Introduction
Data modeling is one of the most important decisions you make when building applications on a document database. Unlike relational databases where you normalize data into tables and join at query time, Azure DocumentDB stores data in flexible BSON (Binary JSON) documents with over 99% MongoDB Query Language compatibility. That means the same data modeling patterns, operators, and aggregation stages you use in MongoDB work in Azure DocumentDB. The way you structure those documents, specifically what you embed together and what you store separately, directly affects your application's query performance, storage efficiency, and data consistency.
Suppose your e-commerce company provisioned an Azure DocumentDB cluster and your development team built the product catalog using basic CRUD operations. Now the team needs to model the relationships between customers, products, orders, reviews, and categories. Should order items live inside the order document or in a separate collection? Should product reviews be embedded with the product or referenced by ID? Each decision depends on how your application accesses the data, how many related items exist, and how often those items change.

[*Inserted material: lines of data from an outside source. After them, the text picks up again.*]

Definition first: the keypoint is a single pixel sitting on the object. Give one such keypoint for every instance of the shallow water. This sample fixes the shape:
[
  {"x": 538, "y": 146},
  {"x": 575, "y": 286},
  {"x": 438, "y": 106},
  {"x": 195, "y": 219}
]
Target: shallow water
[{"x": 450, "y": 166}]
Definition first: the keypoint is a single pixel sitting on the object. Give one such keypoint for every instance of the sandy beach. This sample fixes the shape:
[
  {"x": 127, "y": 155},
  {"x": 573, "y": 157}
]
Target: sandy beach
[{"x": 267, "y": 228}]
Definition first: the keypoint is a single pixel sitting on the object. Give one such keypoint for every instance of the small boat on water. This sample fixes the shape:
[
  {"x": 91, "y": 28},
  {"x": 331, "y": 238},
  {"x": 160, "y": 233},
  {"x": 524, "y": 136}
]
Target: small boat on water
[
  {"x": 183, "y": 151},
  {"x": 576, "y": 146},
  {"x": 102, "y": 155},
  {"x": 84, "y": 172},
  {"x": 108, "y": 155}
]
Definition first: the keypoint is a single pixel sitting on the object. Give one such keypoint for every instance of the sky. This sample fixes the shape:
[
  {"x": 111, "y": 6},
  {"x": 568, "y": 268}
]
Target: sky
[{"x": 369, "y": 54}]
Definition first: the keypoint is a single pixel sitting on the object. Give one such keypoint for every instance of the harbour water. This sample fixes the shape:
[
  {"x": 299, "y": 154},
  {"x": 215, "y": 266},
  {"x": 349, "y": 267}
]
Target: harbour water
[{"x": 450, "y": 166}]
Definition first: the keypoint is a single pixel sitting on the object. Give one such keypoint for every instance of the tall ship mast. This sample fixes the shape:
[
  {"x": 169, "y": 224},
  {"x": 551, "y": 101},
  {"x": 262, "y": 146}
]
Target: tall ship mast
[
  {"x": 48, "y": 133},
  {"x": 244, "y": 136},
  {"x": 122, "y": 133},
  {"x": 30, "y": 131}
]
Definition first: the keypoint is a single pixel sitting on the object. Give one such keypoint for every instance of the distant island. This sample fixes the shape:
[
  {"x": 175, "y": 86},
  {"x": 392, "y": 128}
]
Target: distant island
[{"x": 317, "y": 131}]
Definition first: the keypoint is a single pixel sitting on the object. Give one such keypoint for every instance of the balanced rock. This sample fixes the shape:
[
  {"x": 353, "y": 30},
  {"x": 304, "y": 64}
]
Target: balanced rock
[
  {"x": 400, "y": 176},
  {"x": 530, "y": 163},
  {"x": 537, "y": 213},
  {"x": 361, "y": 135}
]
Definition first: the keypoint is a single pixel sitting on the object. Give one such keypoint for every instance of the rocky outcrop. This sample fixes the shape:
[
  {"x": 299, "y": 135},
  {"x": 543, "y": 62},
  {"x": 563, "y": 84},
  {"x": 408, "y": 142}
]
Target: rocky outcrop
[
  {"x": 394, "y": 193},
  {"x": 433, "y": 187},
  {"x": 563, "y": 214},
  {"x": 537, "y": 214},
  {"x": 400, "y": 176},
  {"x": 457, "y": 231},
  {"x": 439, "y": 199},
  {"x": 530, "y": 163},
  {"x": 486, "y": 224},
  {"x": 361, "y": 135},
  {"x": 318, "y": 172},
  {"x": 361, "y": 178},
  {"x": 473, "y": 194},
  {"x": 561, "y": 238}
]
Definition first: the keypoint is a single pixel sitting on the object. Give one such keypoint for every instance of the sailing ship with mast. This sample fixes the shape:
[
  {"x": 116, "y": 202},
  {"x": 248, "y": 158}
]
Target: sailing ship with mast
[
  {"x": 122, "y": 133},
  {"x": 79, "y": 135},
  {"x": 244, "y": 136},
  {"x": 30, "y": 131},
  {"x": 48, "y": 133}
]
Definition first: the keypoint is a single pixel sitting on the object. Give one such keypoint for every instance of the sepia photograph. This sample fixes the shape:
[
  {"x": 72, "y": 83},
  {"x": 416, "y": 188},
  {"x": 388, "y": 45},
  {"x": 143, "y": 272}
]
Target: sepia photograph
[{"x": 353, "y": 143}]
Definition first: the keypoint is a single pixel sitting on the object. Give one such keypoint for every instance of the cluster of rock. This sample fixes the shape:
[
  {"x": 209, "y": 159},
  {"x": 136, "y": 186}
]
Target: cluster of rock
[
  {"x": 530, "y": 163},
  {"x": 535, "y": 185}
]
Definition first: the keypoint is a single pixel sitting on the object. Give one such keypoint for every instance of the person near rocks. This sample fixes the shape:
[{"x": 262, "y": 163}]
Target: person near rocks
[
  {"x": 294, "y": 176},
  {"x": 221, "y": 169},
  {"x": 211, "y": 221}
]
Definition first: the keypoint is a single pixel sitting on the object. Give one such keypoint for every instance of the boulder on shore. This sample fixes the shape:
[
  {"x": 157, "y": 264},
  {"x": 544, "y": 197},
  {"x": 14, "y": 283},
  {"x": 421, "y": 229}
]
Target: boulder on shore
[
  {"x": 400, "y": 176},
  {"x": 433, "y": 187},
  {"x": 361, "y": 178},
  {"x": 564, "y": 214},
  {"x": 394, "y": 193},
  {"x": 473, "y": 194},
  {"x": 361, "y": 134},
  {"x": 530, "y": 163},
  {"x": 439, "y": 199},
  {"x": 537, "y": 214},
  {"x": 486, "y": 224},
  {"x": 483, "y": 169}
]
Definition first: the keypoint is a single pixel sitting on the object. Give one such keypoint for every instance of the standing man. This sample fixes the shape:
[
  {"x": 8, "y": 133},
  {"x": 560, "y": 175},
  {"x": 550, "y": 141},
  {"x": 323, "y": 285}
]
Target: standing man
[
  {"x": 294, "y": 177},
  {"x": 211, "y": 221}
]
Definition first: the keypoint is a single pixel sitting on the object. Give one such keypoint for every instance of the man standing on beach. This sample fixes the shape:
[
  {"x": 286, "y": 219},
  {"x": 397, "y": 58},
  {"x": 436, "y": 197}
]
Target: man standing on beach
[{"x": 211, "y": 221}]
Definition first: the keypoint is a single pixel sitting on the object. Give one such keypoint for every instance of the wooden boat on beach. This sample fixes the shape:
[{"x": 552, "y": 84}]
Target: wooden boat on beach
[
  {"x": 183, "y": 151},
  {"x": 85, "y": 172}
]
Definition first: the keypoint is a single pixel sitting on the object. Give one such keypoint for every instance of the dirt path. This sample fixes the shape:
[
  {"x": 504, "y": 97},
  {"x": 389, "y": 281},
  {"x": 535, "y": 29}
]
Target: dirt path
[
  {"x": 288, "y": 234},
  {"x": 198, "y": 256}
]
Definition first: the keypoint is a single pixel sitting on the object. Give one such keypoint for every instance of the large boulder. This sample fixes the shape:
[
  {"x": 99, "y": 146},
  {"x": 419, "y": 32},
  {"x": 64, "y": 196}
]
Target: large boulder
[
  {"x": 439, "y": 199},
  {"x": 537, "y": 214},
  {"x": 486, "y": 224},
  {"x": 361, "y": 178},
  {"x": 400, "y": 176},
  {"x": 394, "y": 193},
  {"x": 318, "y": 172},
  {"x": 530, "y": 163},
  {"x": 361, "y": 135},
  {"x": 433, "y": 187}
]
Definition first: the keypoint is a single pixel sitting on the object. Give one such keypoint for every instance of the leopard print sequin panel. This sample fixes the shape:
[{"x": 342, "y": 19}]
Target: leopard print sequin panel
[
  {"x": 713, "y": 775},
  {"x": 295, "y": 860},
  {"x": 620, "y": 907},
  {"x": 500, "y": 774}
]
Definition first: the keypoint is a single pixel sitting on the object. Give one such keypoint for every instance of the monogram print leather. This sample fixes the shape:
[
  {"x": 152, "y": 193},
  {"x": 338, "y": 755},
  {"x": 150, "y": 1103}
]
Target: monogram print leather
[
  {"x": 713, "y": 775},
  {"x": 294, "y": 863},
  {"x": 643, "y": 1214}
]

In this module, you learn how to identify entity relationships and analyze their cardinality, apply the embed-vs-reference decision framework to determine the best modeling strategy. With this strategy, you learn how to implement one-to-one, one-to-many, and many-to-many relationship patterns using practical e-commerce examples.
By the end of this module, you're able to analyze data relationships and choose the right modeling strategy for each relationship in your Azure DocumentDB application.